Recently I encountered a situation with a friend that I could tell almost immediately involved an archetype of his I know well. I have run against this personality before and have learned that it is single minded in its focus, determined to have its way and unreasonable. We had planned a weekend of yard work, but when I saw snow falling from the sky with temperatures in the 20s, I felt sure those plans would be altered. My friend in his archetypal state saw it differently. This is what he planned to do, was set to do and was going to do regardless of the weather. My usual response when faced with this particular archetype is to try to reason with my friend, present objections and get him to see that he is wrong. I in turn then become angry and defensive as I find I cannot sway him. This is how most of us humans usually react in our mechanical ways. This time however I truly understood the value of the Cortothalamic Pause.

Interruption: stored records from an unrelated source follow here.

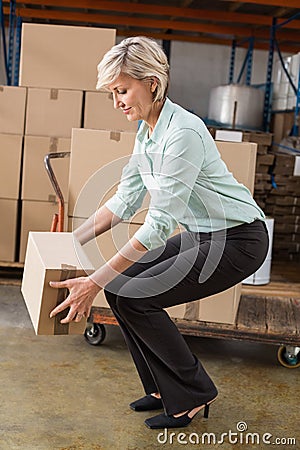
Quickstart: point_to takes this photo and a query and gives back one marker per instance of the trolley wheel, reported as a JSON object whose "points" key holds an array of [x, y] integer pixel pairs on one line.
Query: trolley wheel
{"points": [[95, 333], [289, 356]]}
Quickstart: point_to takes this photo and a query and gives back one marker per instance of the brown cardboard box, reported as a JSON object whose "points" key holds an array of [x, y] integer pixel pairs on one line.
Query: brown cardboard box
{"points": [[97, 160], [53, 112], [36, 216], [220, 308], [216, 308], [281, 125], [8, 226], [10, 162], [62, 57], [100, 114], [12, 109], [36, 182], [51, 257], [240, 158]]}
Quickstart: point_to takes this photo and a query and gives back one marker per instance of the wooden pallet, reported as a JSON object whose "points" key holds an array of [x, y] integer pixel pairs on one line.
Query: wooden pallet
{"points": [[269, 314]]}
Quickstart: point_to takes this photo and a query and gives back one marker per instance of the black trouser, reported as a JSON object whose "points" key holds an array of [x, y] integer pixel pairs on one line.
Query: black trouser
{"points": [[191, 266]]}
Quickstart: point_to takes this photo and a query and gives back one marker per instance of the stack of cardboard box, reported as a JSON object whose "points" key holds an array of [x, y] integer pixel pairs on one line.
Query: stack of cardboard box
{"points": [[57, 65], [100, 150], [12, 116]]}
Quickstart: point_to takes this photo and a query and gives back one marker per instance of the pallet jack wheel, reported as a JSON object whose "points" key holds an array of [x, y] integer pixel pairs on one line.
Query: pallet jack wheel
{"points": [[95, 333], [289, 356]]}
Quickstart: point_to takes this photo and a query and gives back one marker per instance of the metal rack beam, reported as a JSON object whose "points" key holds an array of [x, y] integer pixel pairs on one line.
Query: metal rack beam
{"points": [[275, 46]]}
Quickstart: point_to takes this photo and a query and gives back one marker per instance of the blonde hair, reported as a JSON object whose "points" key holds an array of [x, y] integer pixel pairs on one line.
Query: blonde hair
{"points": [[139, 57]]}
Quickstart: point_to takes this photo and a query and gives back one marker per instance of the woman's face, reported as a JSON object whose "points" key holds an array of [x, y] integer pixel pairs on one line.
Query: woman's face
{"points": [[133, 97]]}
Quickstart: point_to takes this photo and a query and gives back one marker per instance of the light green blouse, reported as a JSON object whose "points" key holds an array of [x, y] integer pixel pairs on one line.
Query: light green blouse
{"points": [[189, 184]]}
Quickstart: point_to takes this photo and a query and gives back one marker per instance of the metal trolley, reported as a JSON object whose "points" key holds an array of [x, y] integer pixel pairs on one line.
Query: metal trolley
{"points": [[260, 318]]}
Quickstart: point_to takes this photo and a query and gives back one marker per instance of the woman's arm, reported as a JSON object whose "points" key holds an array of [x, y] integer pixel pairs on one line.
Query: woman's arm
{"points": [[83, 290], [102, 220]]}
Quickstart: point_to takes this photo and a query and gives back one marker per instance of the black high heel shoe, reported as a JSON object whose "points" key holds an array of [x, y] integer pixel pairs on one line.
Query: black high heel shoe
{"points": [[169, 421], [147, 403]]}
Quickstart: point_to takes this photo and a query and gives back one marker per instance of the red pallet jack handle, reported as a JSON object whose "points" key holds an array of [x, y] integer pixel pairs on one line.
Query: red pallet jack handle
{"points": [[58, 218]]}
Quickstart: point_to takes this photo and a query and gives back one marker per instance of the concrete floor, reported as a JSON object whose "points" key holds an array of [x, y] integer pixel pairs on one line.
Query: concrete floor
{"points": [[62, 393]]}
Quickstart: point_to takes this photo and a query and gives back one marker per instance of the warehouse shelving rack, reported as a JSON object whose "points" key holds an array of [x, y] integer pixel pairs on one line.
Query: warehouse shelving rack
{"points": [[11, 49], [273, 45]]}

I felt myself go very calm and immediately shut my mouth. I just sat there and watched as my friend argued his case that yard work is what we planned and yard work is what he must now do. When he finally wound down and ran out of words, I sat quietly for a few seconds and then was able to calmly state that I would not be doing yard work in a snow storm in 20 degree weather and that I hoped he would reconsider his plan, but if not then I understood that we each have to choose for ourselves what we thinks is best. I was then able to walk away with no anger, no guilt and no judgment.

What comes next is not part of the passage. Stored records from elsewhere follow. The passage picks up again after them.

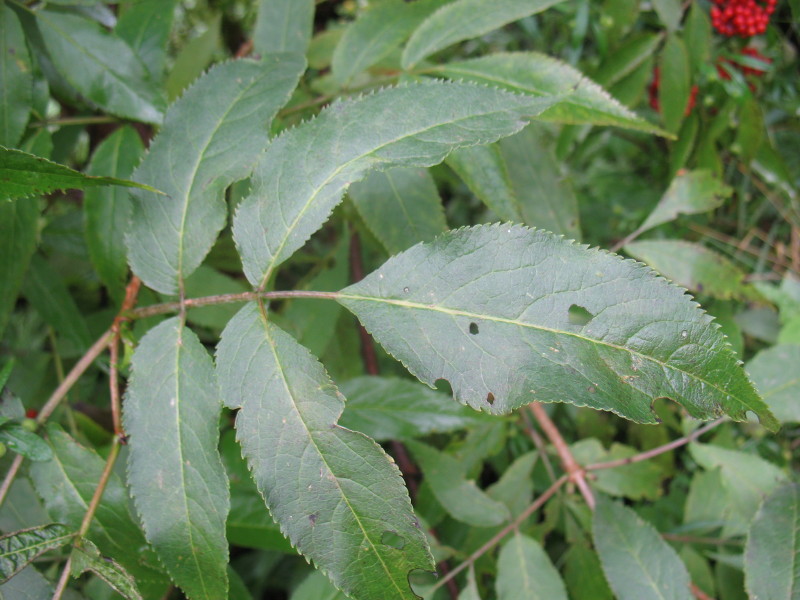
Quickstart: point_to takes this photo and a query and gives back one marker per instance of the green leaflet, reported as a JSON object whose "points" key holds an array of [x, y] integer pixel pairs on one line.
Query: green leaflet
{"points": [[18, 229], [67, 483], [488, 308], [694, 267], [524, 572], [23, 175], [772, 554], [145, 26], [283, 26], [107, 211], [175, 472], [21, 547], [86, 557], [376, 33], [16, 80], [520, 180], [691, 193], [460, 497], [400, 126], [638, 564], [210, 138], [101, 66], [540, 75], [334, 492], [465, 19], [400, 206], [391, 408], [774, 372]]}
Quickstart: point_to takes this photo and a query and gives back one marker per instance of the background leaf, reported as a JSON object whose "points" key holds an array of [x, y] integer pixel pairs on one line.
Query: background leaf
{"points": [[210, 138], [772, 555], [16, 79], [502, 352], [465, 19], [391, 408], [100, 66], [24, 175], [334, 492], [283, 26], [524, 572], [400, 206], [460, 497], [107, 211], [541, 75], [18, 549], [638, 564], [400, 126], [774, 372], [175, 473]]}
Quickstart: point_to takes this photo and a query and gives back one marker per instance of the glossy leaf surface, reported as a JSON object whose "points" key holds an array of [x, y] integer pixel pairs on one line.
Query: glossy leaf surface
{"points": [[400, 206], [333, 491], [23, 175], [67, 484], [524, 572], [175, 472], [413, 125], [101, 66], [18, 549], [540, 75], [390, 408], [490, 309], [774, 371], [638, 563], [460, 497], [465, 19], [211, 137], [694, 267], [107, 211], [16, 80], [772, 554]]}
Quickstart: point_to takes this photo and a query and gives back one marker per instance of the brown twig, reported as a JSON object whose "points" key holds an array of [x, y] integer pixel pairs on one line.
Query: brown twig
{"points": [[537, 504], [575, 472], [655, 451]]}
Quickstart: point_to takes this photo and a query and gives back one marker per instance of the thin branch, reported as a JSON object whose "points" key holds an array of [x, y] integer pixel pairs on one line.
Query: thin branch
{"points": [[514, 525], [167, 307], [656, 451], [574, 471]]}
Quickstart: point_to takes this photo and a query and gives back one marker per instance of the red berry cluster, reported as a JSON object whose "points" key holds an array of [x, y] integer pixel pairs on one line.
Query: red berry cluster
{"points": [[656, 83], [744, 18], [723, 69]]}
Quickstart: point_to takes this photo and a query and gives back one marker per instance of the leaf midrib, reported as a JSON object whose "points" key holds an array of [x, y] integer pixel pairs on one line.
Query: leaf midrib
{"points": [[289, 393], [463, 313]]}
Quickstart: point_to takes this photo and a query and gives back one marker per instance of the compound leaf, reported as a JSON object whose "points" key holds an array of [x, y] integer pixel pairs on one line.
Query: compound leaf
{"points": [[465, 19], [336, 495], [638, 563], [23, 175], [772, 554], [21, 547], [524, 572], [101, 66], [541, 75], [413, 125], [175, 471], [211, 138], [16, 80], [400, 206], [376, 33], [493, 310]]}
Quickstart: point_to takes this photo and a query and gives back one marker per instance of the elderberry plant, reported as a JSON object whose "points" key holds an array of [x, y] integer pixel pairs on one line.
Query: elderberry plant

Cortothalamic. The second part of this word comes from thalamus which is part of the forebrain. The thalamus deals with sensory and motor functions. Responses coming from a feeling level are usually immediate or mechanical reactions. Neurons take the sensory information and send it to the cortex. Cortex is where the first part of the word comes from. The cerebrum or cortex is the largest part of the brain and deals with higher functions such as reasoning and conscious thinking. The Cortothalamic Pause creates a bridge between these two levels allowing us to move from reaction to reason. At the thalamic level you can check your reaction to see how you feel about a situation or interaction, but then take that information to the cortex level to reason out the best response.

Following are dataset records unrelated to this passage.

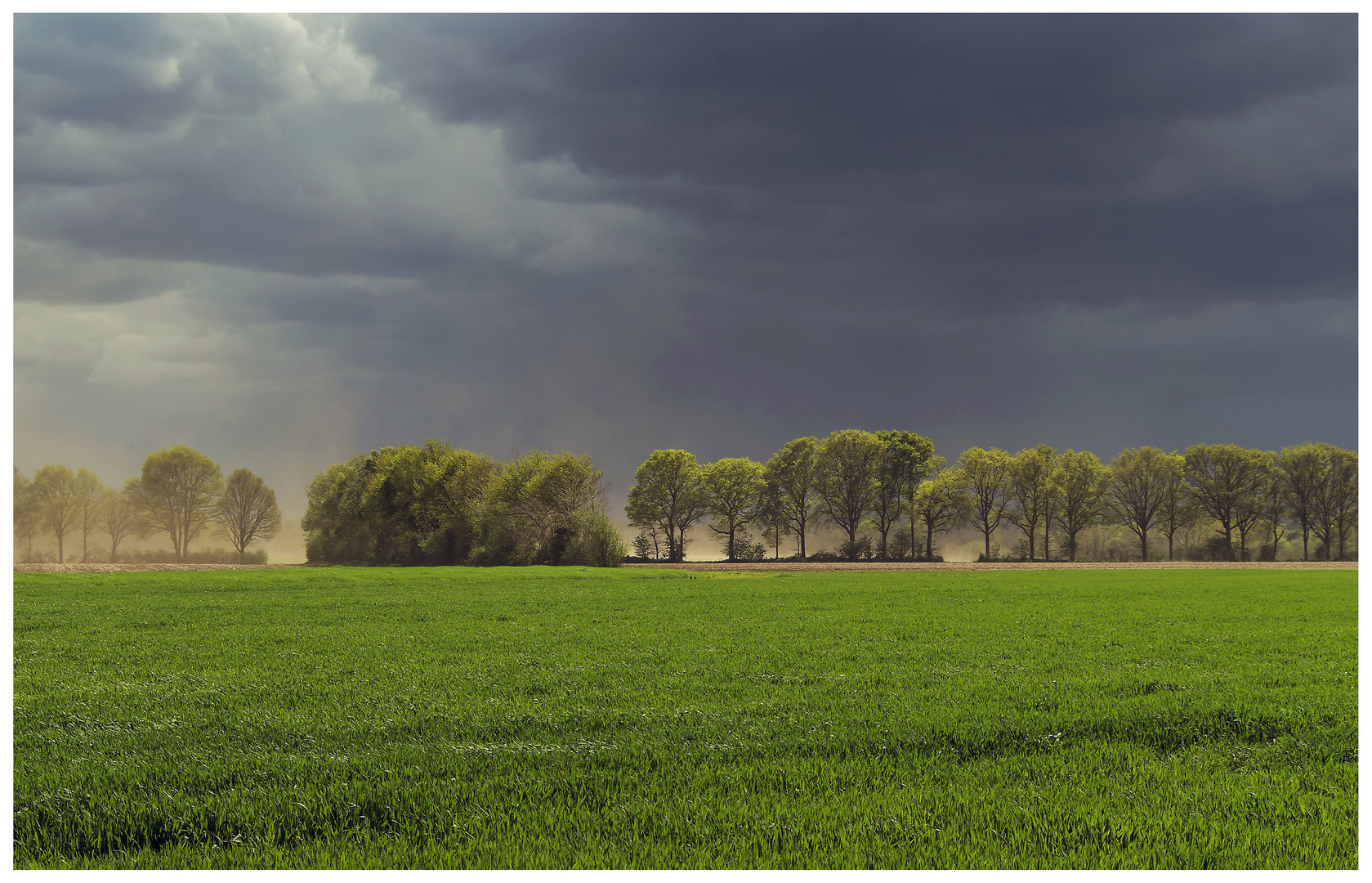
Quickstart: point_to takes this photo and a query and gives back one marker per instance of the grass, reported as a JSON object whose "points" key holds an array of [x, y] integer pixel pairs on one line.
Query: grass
{"points": [[564, 717]]}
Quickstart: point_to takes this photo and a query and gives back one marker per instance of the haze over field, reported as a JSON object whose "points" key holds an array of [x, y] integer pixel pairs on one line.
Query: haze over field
{"points": [[284, 240]]}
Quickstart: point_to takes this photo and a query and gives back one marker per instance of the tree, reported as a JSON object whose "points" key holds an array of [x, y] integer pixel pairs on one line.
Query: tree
{"points": [[1137, 488], [119, 518], [848, 463], [667, 492], [1178, 509], [1337, 499], [987, 474], [85, 497], [1224, 481], [1275, 507], [1081, 481], [792, 473], [1030, 489], [539, 505], [1305, 470], [1253, 509], [646, 543], [246, 511], [26, 519], [177, 493], [905, 463], [54, 489], [1343, 492], [941, 501], [771, 515], [735, 489]]}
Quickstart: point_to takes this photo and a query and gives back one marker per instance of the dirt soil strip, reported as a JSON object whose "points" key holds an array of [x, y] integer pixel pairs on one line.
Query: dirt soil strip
{"points": [[137, 567], [867, 566], [786, 566]]}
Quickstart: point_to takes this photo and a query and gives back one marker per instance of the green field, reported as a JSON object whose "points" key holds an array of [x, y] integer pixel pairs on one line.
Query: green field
{"points": [[563, 717]]}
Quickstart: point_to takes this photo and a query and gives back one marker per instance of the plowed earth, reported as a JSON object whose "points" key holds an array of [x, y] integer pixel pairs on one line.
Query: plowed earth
{"points": [[788, 566]]}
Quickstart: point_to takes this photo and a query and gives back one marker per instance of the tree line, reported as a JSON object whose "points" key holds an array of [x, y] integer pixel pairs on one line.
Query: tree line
{"points": [[180, 492], [434, 504], [892, 488]]}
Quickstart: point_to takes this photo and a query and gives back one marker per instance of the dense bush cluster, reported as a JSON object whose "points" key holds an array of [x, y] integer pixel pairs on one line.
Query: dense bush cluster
{"points": [[434, 504]]}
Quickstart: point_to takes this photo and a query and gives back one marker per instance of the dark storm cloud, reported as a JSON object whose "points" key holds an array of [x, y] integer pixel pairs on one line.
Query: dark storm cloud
{"points": [[614, 234], [990, 157]]}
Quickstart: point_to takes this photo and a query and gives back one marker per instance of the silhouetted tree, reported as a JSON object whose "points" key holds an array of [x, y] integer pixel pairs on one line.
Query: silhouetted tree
{"points": [[176, 493], [246, 511]]}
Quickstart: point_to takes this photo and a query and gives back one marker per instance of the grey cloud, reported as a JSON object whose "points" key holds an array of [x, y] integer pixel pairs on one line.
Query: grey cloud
{"points": [[615, 234]]}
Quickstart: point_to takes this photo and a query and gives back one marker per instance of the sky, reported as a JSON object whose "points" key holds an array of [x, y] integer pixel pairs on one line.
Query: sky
{"points": [[286, 240]]}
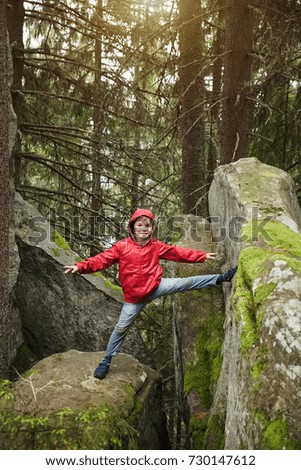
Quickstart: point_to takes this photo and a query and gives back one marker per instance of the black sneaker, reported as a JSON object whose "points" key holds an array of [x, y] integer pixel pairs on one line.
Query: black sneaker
{"points": [[102, 368], [227, 276]]}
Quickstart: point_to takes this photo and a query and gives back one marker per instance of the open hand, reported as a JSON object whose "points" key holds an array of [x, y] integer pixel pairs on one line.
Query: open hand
{"points": [[211, 255], [71, 269]]}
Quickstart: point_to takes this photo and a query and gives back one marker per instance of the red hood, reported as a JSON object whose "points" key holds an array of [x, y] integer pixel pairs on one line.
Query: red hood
{"points": [[140, 213]]}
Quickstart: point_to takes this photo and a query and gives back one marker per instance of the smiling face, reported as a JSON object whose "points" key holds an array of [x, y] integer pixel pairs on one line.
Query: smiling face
{"points": [[142, 229]]}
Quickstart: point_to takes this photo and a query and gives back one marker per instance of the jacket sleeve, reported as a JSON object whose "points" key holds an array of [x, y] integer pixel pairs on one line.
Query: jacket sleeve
{"points": [[179, 254], [101, 261]]}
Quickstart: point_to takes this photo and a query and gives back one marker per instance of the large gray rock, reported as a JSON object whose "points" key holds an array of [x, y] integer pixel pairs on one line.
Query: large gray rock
{"points": [[58, 404], [60, 312], [258, 393]]}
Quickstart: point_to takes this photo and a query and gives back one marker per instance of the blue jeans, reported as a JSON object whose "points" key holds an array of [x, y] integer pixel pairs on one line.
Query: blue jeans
{"points": [[167, 286]]}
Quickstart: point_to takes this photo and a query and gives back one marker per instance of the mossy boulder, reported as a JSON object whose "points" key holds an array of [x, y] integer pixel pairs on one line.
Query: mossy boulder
{"points": [[260, 382], [58, 404], [58, 312]]}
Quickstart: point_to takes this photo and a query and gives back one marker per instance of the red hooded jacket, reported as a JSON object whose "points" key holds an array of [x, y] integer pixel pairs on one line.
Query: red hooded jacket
{"points": [[139, 269]]}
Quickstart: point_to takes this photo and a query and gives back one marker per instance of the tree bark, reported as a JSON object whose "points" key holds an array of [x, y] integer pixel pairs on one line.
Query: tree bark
{"points": [[236, 113], [192, 115], [4, 192]]}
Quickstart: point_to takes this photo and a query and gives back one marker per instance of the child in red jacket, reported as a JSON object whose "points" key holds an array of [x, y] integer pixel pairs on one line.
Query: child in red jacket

This of course is not something I just instinctively knew to do. It has taken a lot of training and practice for it to become natural. The Cortothalamic Pause is a way of stretching time, which is very useful in shamanic practice for healing, research and time travel. Once you become proficient at using "The Pause", you actually feel separated from physical time. So how do you go about learning this useful tool?

1. Practice several times a day starting with small things that are not something you have a passion for. Don't start with something you know is a pet peeve or "touchy" subject for you.

2. When someone asks you a question or asks you to do something – STOP. Do not immediately respond. Clamp your mouth shut and calm everything inside you as much as you can. This part takes practice too.

3. Wait 2-3 seconds and don't let your mind race ahead thinking of all the things you could say in response. Just absorb the question and stay quiet.

4. Take a deep breath and now respond to the question.

You will be surprised at how different your response is after giving yourself the time for both the cortex and thalamus to absorb the information. The Power is in the Pause.